Database credentials that are never rotated represent an indefinite exposure window: a breach discovered six months late, a departed employee, or a compromised developer machine may have leaked those credentials with no way to detect it retroactively. NIST IA-5 requires authenticator management including credential lifetime controls. PCI-DSS v4.0 Req-8.6.3 requires passwords/passphrases for application and system accounts to be changed periodically per a targeted risk analysis and protected against misuse — the correct control for database service-account credentials. CWE-522 covers insufficiently protected credentials, which includes stale credentials that cannot be revoked because no rotation process exists. Without documented last-rotation dates, you cannot demonstrate compliance or reason about the risk surface.

Why this severity: Info because stale database credentials do not represent an active vulnerability but create an unbounded exposure window if a past breach went undetected.

API keys that are never deactivated accumulate across developer departures, vendor changes, and tool evaluations.
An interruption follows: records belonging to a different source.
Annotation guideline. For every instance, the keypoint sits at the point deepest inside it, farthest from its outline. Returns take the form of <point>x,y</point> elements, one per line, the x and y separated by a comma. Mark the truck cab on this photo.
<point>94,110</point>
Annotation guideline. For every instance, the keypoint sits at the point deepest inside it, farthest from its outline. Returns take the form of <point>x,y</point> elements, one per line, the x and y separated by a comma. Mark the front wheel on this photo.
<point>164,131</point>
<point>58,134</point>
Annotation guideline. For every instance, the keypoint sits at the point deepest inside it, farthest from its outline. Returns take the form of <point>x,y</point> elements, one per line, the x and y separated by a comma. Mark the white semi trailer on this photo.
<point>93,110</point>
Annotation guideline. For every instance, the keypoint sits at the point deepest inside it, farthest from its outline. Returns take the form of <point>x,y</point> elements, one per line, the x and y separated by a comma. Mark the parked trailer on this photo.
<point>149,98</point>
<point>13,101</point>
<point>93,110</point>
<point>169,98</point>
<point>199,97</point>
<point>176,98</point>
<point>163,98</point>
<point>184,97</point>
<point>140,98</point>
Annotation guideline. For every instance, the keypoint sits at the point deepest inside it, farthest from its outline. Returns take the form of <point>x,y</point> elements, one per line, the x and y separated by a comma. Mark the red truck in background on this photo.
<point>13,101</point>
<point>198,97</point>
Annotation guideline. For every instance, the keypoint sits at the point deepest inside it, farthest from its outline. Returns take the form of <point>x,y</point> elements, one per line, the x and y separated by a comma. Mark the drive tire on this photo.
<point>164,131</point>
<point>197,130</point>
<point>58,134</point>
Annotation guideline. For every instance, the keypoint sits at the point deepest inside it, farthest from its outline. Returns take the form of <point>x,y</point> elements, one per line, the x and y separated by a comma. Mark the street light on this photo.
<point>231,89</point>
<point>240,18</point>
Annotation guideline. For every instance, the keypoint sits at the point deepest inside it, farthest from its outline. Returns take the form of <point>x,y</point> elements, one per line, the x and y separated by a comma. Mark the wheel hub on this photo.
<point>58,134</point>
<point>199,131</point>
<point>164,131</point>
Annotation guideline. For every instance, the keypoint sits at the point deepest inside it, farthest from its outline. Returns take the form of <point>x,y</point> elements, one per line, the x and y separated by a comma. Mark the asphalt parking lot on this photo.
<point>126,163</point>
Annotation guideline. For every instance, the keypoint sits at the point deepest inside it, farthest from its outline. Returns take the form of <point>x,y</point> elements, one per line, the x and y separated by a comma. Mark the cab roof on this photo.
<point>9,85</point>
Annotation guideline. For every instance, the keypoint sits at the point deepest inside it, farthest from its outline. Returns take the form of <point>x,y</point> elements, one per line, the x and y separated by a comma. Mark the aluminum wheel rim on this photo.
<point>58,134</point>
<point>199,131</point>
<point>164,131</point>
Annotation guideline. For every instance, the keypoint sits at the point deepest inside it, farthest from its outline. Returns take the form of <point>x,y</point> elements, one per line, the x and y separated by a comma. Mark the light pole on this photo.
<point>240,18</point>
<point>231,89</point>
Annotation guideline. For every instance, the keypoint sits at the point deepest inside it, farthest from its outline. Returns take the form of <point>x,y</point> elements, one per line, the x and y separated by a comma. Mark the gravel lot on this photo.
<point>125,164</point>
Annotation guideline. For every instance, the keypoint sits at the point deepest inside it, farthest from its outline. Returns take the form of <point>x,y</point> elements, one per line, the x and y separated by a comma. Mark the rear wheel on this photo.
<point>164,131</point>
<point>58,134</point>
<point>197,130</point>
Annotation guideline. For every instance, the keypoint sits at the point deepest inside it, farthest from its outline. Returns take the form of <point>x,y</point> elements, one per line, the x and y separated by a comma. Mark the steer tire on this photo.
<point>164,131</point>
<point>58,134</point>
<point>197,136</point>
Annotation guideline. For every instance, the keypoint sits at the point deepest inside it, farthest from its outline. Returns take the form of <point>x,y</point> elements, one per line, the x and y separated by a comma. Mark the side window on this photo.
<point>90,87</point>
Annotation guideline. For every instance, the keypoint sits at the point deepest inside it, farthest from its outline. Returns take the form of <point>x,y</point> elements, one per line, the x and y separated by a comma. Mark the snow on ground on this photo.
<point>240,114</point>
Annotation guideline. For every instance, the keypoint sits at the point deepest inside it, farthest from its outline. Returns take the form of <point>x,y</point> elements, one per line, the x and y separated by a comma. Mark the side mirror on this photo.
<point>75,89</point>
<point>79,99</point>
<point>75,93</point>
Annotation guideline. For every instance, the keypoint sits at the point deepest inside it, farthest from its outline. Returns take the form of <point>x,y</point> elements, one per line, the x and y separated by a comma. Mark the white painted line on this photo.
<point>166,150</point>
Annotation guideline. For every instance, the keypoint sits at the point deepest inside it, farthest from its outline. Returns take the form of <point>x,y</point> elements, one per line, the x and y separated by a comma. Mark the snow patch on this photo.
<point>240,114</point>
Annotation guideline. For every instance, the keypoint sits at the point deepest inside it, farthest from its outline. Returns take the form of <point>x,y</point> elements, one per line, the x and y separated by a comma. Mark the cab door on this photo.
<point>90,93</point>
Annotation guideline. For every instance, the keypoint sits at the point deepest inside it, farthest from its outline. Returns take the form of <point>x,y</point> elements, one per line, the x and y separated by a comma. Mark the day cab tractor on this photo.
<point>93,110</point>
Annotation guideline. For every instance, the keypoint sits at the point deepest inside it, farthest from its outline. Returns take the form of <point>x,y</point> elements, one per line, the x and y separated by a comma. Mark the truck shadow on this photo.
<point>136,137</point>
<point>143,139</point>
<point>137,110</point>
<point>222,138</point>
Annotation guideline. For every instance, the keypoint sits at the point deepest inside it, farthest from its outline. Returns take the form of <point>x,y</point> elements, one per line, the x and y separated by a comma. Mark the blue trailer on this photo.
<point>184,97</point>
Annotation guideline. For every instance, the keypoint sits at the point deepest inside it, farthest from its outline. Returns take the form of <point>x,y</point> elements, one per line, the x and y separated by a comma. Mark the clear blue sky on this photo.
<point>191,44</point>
An old Stripe key issued to a former contractor, a SendGrid key from a deprecated integration, or an OpenAI key created for a proof-of-concept all remain valid indefinitely unless explicitly revoked. NIST IA-5 requires managing authenticator lifetimes. PCI-DSS v4.0 Req-8.6.3 requires passwords/passphrases for application and system accounts to be changed periodically per a targeted risk analysis — the correct control for API-key lifecycle. CWE-522 covers credentials that are not adequately protected throughout their lifecycle. An attacker who obtains a three-year-old API key through any historical leak finds it just as usable as one issued today.

Why this severity: Info because unrotated API keys create long-lived exposure windows but require prior credential compromise to be exploited; the risk is proportional to how old the keys are.